Lightweight Evaluation for Tool-Using AI Agents
Tool-using AI agents are moving quickly from demos into everyday engineering and operations workflows. They browse pages, call APIs, edit files, run tests, summarize research, and coordinate multi-step tasks. The hard part is no longer only whether an agent can produce an impressive answer once. The hard part is whether a team can understand when that agent is ready for a wider rollout.
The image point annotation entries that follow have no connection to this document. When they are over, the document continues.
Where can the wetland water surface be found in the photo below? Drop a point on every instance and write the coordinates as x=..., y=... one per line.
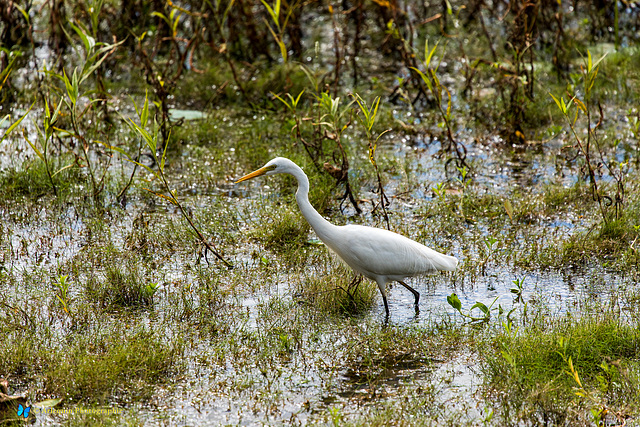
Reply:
x=108, y=298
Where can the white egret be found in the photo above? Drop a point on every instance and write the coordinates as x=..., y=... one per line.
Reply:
x=380, y=255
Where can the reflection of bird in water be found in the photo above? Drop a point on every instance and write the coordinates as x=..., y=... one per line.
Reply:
x=380, y=255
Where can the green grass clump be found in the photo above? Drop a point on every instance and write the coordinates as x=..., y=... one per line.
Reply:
x=121, y=288
x=337, y=295
x=287, y=232
x=613, y=242
x=124, y=359
x=532, y=373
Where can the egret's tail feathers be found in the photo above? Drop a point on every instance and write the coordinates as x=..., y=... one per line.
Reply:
x=446, y=263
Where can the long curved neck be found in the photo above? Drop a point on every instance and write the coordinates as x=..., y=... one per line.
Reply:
x=319, y=224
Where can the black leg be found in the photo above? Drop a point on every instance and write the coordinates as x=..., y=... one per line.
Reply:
x=386, y=305
x=413, y=291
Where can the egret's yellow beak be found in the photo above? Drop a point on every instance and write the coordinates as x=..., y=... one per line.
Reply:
x=253, y=174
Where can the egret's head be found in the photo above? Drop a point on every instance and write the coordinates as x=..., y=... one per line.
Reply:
x=277, y=165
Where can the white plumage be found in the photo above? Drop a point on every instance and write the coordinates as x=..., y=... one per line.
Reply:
x=380, y=255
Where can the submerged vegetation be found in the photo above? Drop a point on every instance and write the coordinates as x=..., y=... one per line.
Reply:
x=134, y=275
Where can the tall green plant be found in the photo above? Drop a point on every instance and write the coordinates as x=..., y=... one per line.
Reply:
x=585, y=144
x=367, y=120
x=278, y=33
x=438, y=91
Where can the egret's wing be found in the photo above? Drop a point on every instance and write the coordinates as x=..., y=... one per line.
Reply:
x=374, y=251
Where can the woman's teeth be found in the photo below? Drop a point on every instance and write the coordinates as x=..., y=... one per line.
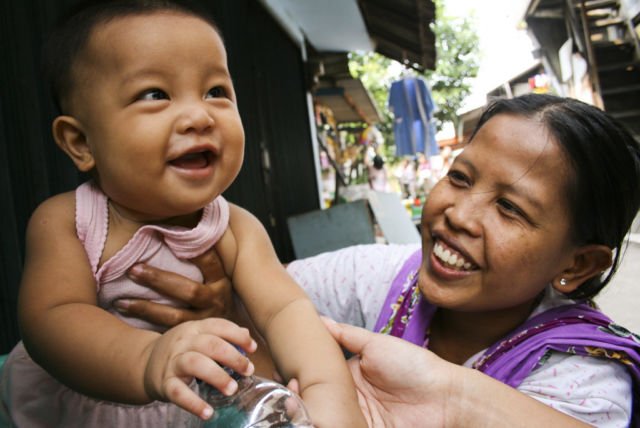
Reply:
x=450, y=258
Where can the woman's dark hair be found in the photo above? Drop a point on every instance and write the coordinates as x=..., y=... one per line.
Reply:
x=604, y=189
x=70, y=36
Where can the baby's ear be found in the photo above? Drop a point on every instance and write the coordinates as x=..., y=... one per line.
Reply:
x=70, y=137
x=588, y=261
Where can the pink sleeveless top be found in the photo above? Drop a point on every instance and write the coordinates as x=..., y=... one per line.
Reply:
x=165, y=247
x=29, y=396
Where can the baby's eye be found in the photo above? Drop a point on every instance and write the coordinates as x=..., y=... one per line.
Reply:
x=457, y=177
x=216, y=92
x=153, y=95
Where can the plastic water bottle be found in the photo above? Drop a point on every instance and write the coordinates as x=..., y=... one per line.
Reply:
x=258, y=403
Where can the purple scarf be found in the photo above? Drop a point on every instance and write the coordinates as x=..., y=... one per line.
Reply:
x=575, y=329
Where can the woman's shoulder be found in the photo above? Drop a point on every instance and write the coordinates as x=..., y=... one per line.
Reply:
x=594, y=390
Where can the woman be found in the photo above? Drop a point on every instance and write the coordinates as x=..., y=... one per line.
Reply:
x=527, y=226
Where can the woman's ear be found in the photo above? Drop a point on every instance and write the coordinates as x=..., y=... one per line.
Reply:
x=588, y=261
x=70, y=137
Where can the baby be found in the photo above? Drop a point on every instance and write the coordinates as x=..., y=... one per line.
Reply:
x=149, y=111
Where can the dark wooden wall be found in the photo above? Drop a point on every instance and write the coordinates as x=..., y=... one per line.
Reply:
x=269, y=77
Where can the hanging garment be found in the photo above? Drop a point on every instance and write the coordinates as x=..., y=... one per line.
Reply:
x=412, y=106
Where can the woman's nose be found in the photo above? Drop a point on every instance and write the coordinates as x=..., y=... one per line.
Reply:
x=465, y=213
x=196, y=117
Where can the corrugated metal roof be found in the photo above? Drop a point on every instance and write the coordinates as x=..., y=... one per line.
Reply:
x=401, y=30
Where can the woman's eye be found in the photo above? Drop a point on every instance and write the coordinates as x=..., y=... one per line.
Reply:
x=216, y=92
x=153, y=95
x=510, y=208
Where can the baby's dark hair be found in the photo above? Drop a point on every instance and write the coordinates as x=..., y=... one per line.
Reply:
x=70, y=37
x=604, y=189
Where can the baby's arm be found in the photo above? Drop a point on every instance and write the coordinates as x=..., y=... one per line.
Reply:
x=300, y=344
x=92, y=351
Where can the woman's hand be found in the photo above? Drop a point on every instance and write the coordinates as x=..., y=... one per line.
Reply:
x=398, y=383
x=401, y=384
x=213, y=298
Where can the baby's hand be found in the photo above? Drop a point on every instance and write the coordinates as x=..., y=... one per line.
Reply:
x=194, y=349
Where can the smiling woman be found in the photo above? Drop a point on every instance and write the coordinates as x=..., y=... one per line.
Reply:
x=515, y=240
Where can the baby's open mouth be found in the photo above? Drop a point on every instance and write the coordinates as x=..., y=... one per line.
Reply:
x=193, y=160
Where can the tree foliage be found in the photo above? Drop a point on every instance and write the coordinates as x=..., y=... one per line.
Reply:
x=457, y=62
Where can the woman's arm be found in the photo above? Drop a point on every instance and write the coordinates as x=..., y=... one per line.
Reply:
x=92, y=351
x=300, y=345
x=400, y=384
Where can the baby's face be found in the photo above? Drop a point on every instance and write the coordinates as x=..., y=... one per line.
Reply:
x=156, y=103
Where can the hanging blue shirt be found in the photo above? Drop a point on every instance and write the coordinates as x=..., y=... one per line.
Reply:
x=414, y=130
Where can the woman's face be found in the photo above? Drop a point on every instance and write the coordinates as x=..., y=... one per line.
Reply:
x=496, y=228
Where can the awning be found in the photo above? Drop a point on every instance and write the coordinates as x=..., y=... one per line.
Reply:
x=348, y=100
x=400, y=30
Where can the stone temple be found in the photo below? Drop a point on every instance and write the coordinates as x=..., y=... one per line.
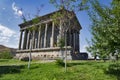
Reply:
x=46, y=38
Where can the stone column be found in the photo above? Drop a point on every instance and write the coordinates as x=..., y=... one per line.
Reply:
x=52, y=36
x=45, y=41
x=25, y=39
x=39, y=36
x=33, y=36
x=20, y=41
x=28, y=40
x=74, y=41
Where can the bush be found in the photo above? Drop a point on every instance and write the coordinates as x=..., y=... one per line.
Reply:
x=114, y=69
x=60, y=62
x=5, y=55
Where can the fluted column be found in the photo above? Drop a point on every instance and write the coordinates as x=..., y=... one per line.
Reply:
x=20, y=41
x=25, y=39
x=52, y=37
x=45, y=37
x=39, y=36
x=33, y=40
x=28, y=40
x=74, y=40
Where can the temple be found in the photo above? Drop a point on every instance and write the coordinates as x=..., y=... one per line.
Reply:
x=45, y=38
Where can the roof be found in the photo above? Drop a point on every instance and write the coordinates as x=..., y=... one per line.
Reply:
x=48, y=17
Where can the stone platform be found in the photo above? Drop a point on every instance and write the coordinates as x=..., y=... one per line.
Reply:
x=45, y=53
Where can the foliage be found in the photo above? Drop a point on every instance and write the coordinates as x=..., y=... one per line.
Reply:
x=80, y=70
x=114, y=69
x=60, y=62
x=104, y=28
x=5, y=55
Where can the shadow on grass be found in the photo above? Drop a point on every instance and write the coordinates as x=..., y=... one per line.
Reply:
x=10, y=69
x=79, y=63
x=114, y=69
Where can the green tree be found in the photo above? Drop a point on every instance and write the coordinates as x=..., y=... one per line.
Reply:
x=104, y=28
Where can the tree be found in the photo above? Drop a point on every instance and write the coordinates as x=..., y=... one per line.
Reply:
x=104, y=28
x=68, y=8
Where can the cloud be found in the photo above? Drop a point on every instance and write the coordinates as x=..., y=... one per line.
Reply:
x=8, y=37
x=16, y=10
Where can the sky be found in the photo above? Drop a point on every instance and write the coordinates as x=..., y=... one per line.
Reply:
x=11, y=10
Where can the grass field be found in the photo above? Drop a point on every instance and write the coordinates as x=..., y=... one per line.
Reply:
x=77, y=70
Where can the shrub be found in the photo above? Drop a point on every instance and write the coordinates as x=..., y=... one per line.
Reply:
x=60, y=62
x=5, y=55
x=114, y=69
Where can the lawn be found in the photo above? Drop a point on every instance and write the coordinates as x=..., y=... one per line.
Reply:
x=77, y=70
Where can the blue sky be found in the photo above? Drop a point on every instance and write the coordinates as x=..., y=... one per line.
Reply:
x=9, y=19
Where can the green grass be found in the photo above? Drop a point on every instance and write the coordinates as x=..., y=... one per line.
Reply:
x=77, y=70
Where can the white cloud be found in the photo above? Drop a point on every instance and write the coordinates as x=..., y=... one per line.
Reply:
x=3, y=8
x=8, y=37
x=16, y=10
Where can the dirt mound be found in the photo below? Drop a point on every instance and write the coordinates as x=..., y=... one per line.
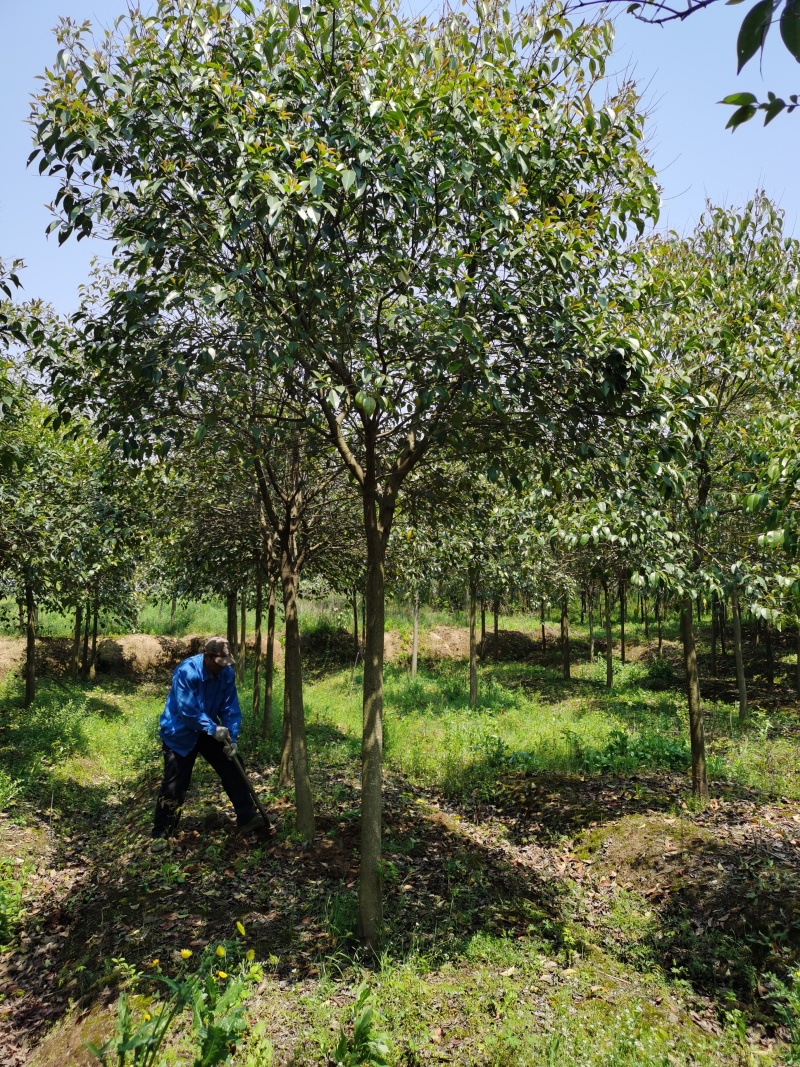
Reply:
x=512, y=645
x=446, y=642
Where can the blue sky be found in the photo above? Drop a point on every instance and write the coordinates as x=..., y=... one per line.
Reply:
x=683, y=69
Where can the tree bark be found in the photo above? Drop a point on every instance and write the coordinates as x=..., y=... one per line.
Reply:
x=697, y=734
x=609, y=646
x=241, y=663
x=623, y=605
x=305, y=824
x=738, y=655
x=284, y=777
x=590, y=606
x=565, y=637
x=257, y=654
x=230, y=600
x=473, y=645
x=84, y=657
x=75, y=658
x=370, y=886
x=30, y=651
x=356, y=645
x=715, y=601
x=269, y=665
x=415, y=637
x=95, y=614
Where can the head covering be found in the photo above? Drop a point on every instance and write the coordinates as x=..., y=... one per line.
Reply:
x=218, y=648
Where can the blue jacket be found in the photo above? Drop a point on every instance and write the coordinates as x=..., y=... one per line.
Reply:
x=197, y=701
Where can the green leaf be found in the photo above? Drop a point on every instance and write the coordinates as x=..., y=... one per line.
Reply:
x=790, y=27
x=753, y=31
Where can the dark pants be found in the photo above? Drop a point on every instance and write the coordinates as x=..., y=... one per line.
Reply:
x=178, y=775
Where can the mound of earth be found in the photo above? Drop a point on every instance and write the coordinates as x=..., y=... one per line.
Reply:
x=512, y=645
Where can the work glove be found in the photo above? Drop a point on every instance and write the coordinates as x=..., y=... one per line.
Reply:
x=228, y=745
That is the reason I use lightweight evaluation workflows.
Instead of starting with a large benchmark, I start with small, concrete scenarios:
- What task should the agent complete?
- What behavior is expected?
- What tools may it use?
- What failure modes should be watched?
- What would make the result unsafe or not useful?
- What scorecard would help a human reviewer decide whether to continue?
This approach is intentionally modest. It does not replace broad benchmarks. It gives builders a repeatable operating loop that can live close to the actual product or workflow.
## A Small Scorecard
A useful agent scorecard should usually cover four areas:
| Area | Question |
|---|---|
| Task fit | Does the agent understand the goal and stop condition? |
| Tool use | Are tool calls visible, justified, and recoverable? |
| Reliability | Can the same workflow be repeated with fixtures or examples? |
| Readiness | Is there enough evidence to widen access? |
The scorecard does not need to be complicated. It needs to be clear enough that another builder can rerun the scenario and compare the result.
## Public Artifacts
I have been publishing a small public trail around this idea:
- Preprint: https://doi.org/10.5281/zenodo.20034550
- GitHub profile and related repos: https://github.com/MukundaKatta
- Hugging Face datasets and demos: https://huggingface.co/mukunda1729
- ORCID: https://orcid.org/0009-0007-6071-3896
The goal is to make agent evaluation more practical, not more ceremonial. A good evaluation workflow should be small enough to maintain, concrete enough to debug, and useful enough to guide real deployment decisions.